Let's be clear: all good content is a customer service. If it's not adding anything to the customer experience, then it's not good.
But there is a difference between ‘we love it' content and ‘we use it' content. ‘We love it' content is that clever, emotive TV ad or the magazine celebrity exclusive. ‘We use it' content is about detail and relevance - the everyday, everywhere customer touchpoints such as destination guides, recipes, web reviews, how-to videos and trouble-shooting FAQs.
It's this kind of service content that is too often under rated or poorly executed - which is a big mistake. Content can extend customer service way beyond point of sale into all aspects of customers' lives, helping to build a real relationship between customers and brands, creating loyalty as well as powerful brand advocates.
Putting content at the service of customers is such an obviously right thing to do. But just because it's obvious doesn't mean that anyone can do it - or that everyone does. A recent survey by Eptica found that while content has increased significantly in the last year, customer service satisfaction has barely improved at all.

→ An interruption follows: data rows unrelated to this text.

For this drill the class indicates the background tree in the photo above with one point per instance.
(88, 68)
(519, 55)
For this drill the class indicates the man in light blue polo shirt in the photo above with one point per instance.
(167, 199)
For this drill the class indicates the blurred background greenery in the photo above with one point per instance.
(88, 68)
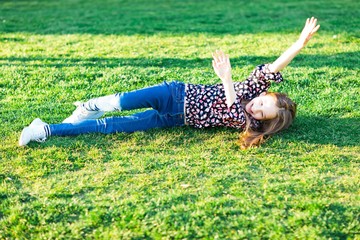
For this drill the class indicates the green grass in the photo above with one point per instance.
(181, 182)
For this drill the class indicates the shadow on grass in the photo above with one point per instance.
(314, 61)
(319, 130)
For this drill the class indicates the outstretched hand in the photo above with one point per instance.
(308, 31)
(221, 65)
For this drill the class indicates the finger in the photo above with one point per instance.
(215, 57)
(228, 59)
(315, 29)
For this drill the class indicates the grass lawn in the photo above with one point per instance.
(178, 183)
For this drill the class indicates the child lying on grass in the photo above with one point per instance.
(246, 106)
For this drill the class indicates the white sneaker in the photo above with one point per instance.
(34, 132)
(81, 113)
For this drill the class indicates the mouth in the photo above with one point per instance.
(248, 108)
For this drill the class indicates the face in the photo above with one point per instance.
(262, 107)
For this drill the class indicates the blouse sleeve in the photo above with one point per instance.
(258, 82)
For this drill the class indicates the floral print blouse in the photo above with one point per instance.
(205, 105)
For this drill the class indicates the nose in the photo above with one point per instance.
(256, 108)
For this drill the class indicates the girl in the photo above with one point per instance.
(244, 105)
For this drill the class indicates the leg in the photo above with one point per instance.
(158, 97)
(138, 122)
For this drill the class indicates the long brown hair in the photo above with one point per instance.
(285, 116)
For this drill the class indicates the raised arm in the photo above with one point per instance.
(222, 68)
(306, 34)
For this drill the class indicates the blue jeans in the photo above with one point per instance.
(166, 101)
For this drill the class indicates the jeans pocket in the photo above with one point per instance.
(178, 92)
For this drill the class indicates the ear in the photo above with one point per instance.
(263, 94)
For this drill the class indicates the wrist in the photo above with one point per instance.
(299, 44)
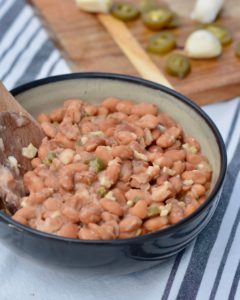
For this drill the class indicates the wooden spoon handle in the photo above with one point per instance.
(133, 50)
(9, 104)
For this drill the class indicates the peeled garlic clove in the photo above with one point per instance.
(206, 11)
(202, 44)
(95, 6)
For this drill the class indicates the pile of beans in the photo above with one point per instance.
(112, 171)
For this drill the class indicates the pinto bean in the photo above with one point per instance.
(139, 209)
(110, 103)
(155, 223)
(90, 214)
(175, 155)
(49, 129)
(111, 206)
(130, 223)
(148, 121)
(195, 175)
(176, 213)
(123, 151)
(144, 108)
(124, 137)
(125, 106)
(147, 161)
(69, 230)
(87, 234)
(43, 118)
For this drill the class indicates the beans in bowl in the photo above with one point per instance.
(112, 171)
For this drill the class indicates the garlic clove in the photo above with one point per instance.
(206, 11)
(95, 6)
(202, 44)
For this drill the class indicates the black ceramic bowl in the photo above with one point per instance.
(125, 255)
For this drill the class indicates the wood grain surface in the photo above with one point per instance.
(87, 46)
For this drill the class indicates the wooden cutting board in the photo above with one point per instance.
(87, 46)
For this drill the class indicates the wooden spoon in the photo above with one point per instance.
(17, 130)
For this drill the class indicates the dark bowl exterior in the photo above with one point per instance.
(119, 256)
(111, 257)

There are some essential ‘hows' and ‘whys' to creating stand-out service content, but that's another post. They are pointless without understanding the real art and nature of service, so first I want to focus on the three fundamentals:
1. It comes from the heart
It may be wrapped up as information, inspiration, functionality or free stuff, but at heart (and that's the right word) all service is about making customers feel as if they really matter, and that can't be faked. If your content is going to be at the service of your customers it has to be delivered not only with consistently great quality, relevance and attention to detail, but also with empathy, respect, honesty and transparency.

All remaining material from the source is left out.